B. Trauma dinding belakang faring oleh benda asing seperti tulang ikan atau tindakan medis, seperti adenoidektomi, intubasi trakea, dan endoskopi C. Tuberculosis vertebra servikalis bagian atas (abses dingin)

5. Abses Parafaring Ruang parafaring dapat mengalami infeksi dengan cara: a. Langsung, yaitu akibat tusukan jarum pada saat melakukan tonsilektomi dengan analgesia. Peradangan terjadi karena ujung jarum suntik yang telah terkontaminasi kuman menembus lapisan otot tipis (m. konstriktor faring superior) yang memisahkan ruang parafaring dari fosa tonsilaris. b. Proses supurasi kelenjar linfa leher bagian dalam, gigi, tonsil, faring, hidung, sinus paranasal, mastoid dan vertebra servikal dapat merupakan sumber infeksi untuk terjadinya abses ruang parafaring. c. Penjalaran infeksi dari ruang peritonsil, retrofaring atau submandibula. Gejala dan tanda yang utama ialah trismus, indurasi atau pembengkakan di sekitar angulus mandibula, demam tinggi dan pembengkakan dinding lateral faring, sehingga menonjol ke arah medial. 6. Abses Submandibula Ruang submandibula terdiri dari ruang sublingual dan ruang submaksila. Ruang sublingual dipisahkan dari ruang submaksila oleh otot milohioid. Ruang submaksila selanjutnya dibagi lagi atas ruang submental dan ruang submaksila (lateral) oleh otot digastrikus anterior. Namun ada pembagian lain yang tidak menyertakan ruang sublingual ke dalam ruang submandibula dan membagi ruang submandibula atas ruang submental dan ruang submaksila saja. Abses dapat terbentuk di ruang submandibula atau salah satu komponennya sebagai kelanjutan infeksi dari daerah kepala leher. Infeksi dapat bersumber dari gigi, dasar mulut, faring, kelenjar limfe, submandibula. Mungkin juga sebagian kelanjutan infeksi ruang leher dalam lain. Kuman penyebab biasanya campuran dapat kuman aerob dan anaerob.
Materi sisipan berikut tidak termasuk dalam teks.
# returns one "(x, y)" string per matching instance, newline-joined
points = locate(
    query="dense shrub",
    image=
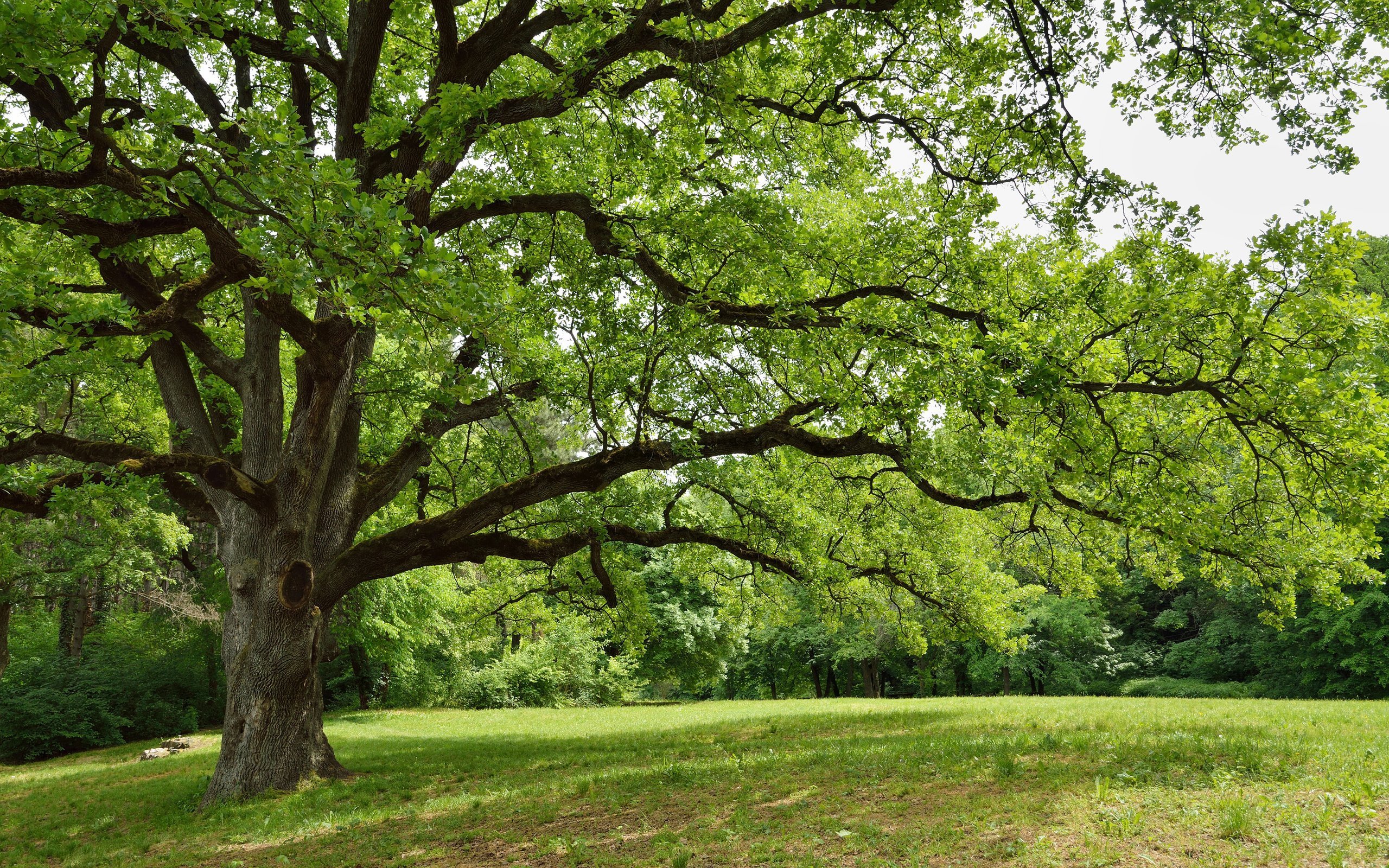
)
(566, 667)
(1188, 688)
(138, 678)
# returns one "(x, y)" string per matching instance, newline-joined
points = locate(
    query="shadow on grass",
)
(509, 770)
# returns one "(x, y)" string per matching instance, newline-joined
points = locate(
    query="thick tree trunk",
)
(4, 635)
(273, 642)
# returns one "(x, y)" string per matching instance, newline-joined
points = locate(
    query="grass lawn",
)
(1023, 781)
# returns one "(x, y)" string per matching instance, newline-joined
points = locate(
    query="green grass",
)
(1023, 781)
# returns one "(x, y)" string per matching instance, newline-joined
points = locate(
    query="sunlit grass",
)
(1024, 781)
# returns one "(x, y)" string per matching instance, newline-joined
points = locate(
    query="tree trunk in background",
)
(361, 674)
(4, 635)
(73, 623)
(871, 690)
(963, 686)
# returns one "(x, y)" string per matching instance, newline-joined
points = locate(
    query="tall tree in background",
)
(365, 254)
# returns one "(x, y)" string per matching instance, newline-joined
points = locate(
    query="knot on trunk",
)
(296, 585)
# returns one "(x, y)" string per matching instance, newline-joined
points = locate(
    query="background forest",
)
(110, 626)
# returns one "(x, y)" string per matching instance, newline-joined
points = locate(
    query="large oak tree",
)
(373, 256)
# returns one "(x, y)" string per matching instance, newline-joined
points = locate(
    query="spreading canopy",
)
(434, 284)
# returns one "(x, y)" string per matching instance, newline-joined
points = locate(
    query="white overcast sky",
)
(1241, 189)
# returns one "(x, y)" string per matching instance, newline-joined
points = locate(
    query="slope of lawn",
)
(986, 781)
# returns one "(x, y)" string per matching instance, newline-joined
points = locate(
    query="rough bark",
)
(273, 642)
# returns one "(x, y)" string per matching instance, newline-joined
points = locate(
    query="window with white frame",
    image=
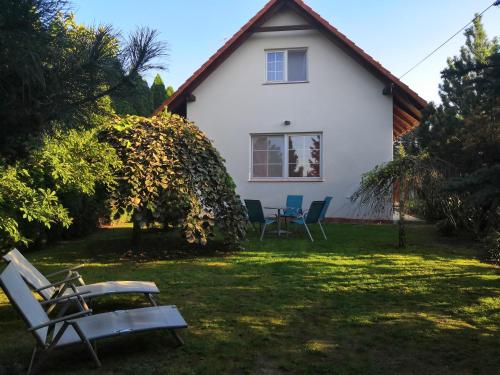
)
(286, 156)
(289, 65)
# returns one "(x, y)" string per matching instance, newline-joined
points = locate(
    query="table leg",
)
(279, 223)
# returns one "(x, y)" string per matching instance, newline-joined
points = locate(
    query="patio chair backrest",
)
(314, 212)
(255, 212)
(325, 208)
(293, 204)
(23, 300)
(32, 276)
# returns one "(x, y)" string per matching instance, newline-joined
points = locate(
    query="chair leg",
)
(263, 231)
(322, 230)
(177, 337)
(32, 361)
(151, 299)
(87, 343)
(308, 232)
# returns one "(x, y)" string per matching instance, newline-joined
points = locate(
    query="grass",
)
(354, 304)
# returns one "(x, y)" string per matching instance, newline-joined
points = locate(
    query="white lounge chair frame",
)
(81, 327)
(51, 290)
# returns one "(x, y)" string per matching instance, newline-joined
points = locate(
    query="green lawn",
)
(353, 304)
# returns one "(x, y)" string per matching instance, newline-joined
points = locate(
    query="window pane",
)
(275, 143)
(313, 170)
(296, 142)
(275, 157)
(267, 155)
(275, 170)
(295, 170)
(259, 142)
(259, 170)
(297, 65)
(312, 142)
(304, 155)
(275, 66)
(260, 157)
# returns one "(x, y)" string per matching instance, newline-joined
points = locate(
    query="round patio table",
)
(278, 217)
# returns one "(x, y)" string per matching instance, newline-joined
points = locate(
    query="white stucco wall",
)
(342, 100)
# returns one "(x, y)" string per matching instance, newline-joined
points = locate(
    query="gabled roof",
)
(407, 103)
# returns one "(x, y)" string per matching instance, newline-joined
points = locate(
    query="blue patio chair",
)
(311, 216)
(293, 206)
(256, 215)
(323, 214)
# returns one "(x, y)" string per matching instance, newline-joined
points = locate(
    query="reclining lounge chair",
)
(81, 327)
(48, 290)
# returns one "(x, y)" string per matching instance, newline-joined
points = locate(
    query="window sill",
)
(283, 83)
(310, 179)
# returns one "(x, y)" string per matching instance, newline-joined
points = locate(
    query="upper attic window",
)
(289, 65)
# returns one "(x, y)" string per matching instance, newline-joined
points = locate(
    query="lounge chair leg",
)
(263, 231)
(322, 230)
(308, 232)
(32, 361)
(151, 299)
(87, 343)
(177, 337)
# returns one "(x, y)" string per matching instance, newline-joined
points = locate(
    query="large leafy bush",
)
(172, 175)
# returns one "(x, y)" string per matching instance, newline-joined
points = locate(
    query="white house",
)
(295, 107)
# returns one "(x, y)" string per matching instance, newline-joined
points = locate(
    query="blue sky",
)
(397, 33)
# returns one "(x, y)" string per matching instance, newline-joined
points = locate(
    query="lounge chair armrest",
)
(67, 270)
(62, 298)
(57, 283)
(61, 319)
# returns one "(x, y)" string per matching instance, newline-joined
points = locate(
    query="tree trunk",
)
(136, 230)
(401, 222)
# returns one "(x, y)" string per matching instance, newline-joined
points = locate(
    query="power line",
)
(496, 3)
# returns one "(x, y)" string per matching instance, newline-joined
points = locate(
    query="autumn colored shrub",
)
(173, 176)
Gejala yang muncul adalah nyeri leher disertai pembengkakan dibawah mandibula dan atau dibawah lidah, mungkin berfluktuasi. 7. Angina Ludovici Angina Ludovici adalah infeksi ruang submandibula berupa selulitis dengan tanda khas berupa pembengkakan seluruh ruang submandibula, tidak terbentuk abses, sehingga keras pada

perabaan submandibula. SUmber infeksi sering kali berasal dari gigi atau dasar mulut, oleh kuma aerob dan anaerob. Terdapat nyeri tenggorok dan leher, disertai pembengkakan di daerah submandibula, yang tampak hiperemis dan keras pada perabaan. Dasar mulut membengkak, dapat mendorong lidah ke atas belakang sehingga menimbulkan sesak napas, karena sumbatan jalan napas. V. TRAUMA Massa pada leher akibat trauma jarang terjadi. Umumnya dokter dan pasien menghubungkan massa pada leher dikarenakan sebab lain selain trauma. Massa pada leher akibat trauma bisa disebabkan karena luka tajam atau tembak yang mengenai sserabut otot plastisma leher. Sebab lain massa pada leher akibat trauma dapat kita dijumpai pada cedera vascular yang dapat menyebabkan fistula arteriovenosus, laringocele yang sering kita jumpai pada pemain terompet, dan divertikulum zenker (24,25). III.3.1 Massa akibat trauma benda tajam dan peluru (25) Trauma benda tajam atau peluru yang mengenai leher dapat mencederai serabut oto plastima leher. Luka tersebut dapat berupa luka tembak dan luka tajam. Cedera pada leher 5-10% kasus merupakan kasus emergensi. Untuk cedera pada leher yang dapat menyebabkan kematian sekitar 30% kasus. Kematian paling sering akibat cedera pembuluh darah besar seperti vena dan arteri carotis dan subklavia. Klasifikasi cedera pada leher dapat di sengaja dan tidak sengaja. Alat yang digunakan dapat dibagi menjadi benda tajam(pisau, gunting dan lain-lain) dan tembak (peluru dan proyektil). Setiap luka mempunyai karekterikstik tertentu dalam pembedahannya. III.3.2 Fistula karotis-cavernosa merupakan hubungan yang abnormal dari system arteri dan vena dalam sinus cavernosus pada tengkorak. Ini merupakan jenis dari fistula arteriovenous, dimana terbagi menjadi beberapa stadium kelainan sirkulasi pada fistel arteriovenousus. Pada stadium dini terdapat flekbektasi yaitu pelebaran vena di distal maupun proksimal fistel. Pada stadium kedua terhadi kompensasi jantung yang diperlihatkan dengan curah jantung yang meningkat. Juga terdapat tanda awaliskemik perifer. Pada stadium ketiga ditemukan dekompensasi jantung dengan tanda bendungan jantung dan oedema. Terlihat pelebaran pembuluh darah kea rah sentral dan massa fistel arteriovenosus berupa aneurisma. (gambar III.5.fistula karotis kavernosa) Fistula karotis-cavernosa bias terjadi luka tertutup atau terbuka pada trauma kepala, komplikasi dari pembedahan, rupture dari aneurisma intravena dan lain-lain. III.3.3. Divertikulum Zenker(30)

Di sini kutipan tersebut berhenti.